Here are some excerpts:
Both Hurricane Sandy and the Dust Bowl were man-made disasters. Excessive wheat-crop production and poor tilling practices in the 1920s and early 1930s led to the loss of topsoil when drought arrived soon after the start of the Great Depression. Farmers plowing under so much of the prairie made the Dust Bowl almost inevitable.
Only when the Federal government stepped in to return large areas of land back to protected grassland, to hire people to plant hundreds of miles of windbreaks, and to educate farmers about how to till their fields in more sustainable ways did the Dust Bowl end. We created what many still view as the worst environmental disaster in American history, and we responded to it by returning much of the landscape to its natural state.
Hurricane Sandy holds similar lessons. Increased development along low-lying coastal areas increased the number of buildings destroyed, people displaced, and lives disrupted by wind, flooding, and fire.

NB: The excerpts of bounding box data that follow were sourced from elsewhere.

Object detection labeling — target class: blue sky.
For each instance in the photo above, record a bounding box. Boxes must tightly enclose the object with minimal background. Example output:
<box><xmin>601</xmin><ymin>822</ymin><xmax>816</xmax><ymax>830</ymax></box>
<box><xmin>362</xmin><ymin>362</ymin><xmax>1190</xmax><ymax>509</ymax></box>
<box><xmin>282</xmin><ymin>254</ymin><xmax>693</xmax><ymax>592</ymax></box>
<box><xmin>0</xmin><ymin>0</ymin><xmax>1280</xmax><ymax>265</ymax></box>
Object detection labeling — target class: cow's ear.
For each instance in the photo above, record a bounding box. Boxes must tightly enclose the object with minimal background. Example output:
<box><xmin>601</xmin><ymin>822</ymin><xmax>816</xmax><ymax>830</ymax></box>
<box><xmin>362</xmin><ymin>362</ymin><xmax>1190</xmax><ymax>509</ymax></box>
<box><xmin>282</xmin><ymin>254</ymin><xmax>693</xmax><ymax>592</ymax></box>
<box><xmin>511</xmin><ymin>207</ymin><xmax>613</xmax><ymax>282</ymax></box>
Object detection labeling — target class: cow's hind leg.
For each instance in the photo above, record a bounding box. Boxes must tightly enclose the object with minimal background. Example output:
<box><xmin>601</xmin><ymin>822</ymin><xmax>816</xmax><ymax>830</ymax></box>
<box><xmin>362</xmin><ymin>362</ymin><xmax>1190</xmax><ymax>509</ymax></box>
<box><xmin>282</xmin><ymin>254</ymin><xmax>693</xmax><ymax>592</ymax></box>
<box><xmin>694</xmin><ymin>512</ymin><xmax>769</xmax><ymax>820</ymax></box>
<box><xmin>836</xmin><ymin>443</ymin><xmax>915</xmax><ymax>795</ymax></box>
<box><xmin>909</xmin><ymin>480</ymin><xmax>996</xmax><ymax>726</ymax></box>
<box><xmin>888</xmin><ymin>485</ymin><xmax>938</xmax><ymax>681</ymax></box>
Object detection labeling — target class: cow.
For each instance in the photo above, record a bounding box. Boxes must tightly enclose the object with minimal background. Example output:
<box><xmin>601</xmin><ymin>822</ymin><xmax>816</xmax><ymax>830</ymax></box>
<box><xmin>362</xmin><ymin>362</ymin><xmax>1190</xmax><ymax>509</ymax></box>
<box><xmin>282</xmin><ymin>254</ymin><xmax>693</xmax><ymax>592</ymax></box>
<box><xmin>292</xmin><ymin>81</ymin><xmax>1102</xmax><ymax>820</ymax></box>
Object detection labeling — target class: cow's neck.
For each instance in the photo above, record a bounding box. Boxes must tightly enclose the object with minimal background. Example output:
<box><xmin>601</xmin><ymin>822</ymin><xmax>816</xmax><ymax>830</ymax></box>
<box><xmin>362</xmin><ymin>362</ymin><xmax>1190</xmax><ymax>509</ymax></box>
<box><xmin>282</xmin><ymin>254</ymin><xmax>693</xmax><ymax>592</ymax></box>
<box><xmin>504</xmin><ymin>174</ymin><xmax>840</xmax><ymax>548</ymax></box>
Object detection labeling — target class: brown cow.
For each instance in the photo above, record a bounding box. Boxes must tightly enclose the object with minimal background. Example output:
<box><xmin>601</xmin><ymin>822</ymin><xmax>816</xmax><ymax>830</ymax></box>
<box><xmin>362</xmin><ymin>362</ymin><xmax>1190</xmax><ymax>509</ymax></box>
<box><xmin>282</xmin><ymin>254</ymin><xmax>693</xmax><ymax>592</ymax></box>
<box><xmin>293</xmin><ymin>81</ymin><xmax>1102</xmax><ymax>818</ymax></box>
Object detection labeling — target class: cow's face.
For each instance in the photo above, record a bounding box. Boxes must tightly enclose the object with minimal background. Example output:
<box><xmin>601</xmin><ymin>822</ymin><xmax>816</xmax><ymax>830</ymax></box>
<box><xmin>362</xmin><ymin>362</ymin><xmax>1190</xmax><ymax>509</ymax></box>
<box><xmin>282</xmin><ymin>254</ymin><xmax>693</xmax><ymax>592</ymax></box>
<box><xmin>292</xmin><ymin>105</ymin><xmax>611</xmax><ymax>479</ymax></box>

Just as prairie grass proved essential in keeping the soil of the southern plains from blowing away, the reefs, wetlands, and sandbars long the eastern and southern coasts of the U.S. play a role in buffering the effects of storms that we would do well to restore.
The idea of building a $6 billion sea barrier at the mouth of New York's harbor represents the very thing we should not do. It will waste money and may even make the effects of future storms worse. It won't stop tidal surges and flooding that can affect New York City from other directions -- from Long Island Sound, for example, as happened during Hurricane Sandy. A surge barrier also won't do anything to protect all of the coastal development outside of it, which is where most of the damage from Hurricane Sandy occurred. Nor will it prevent the flooding that will occur as a result of an overall rise in sea levels, which will inundate low-lying areas regardless of what else we do.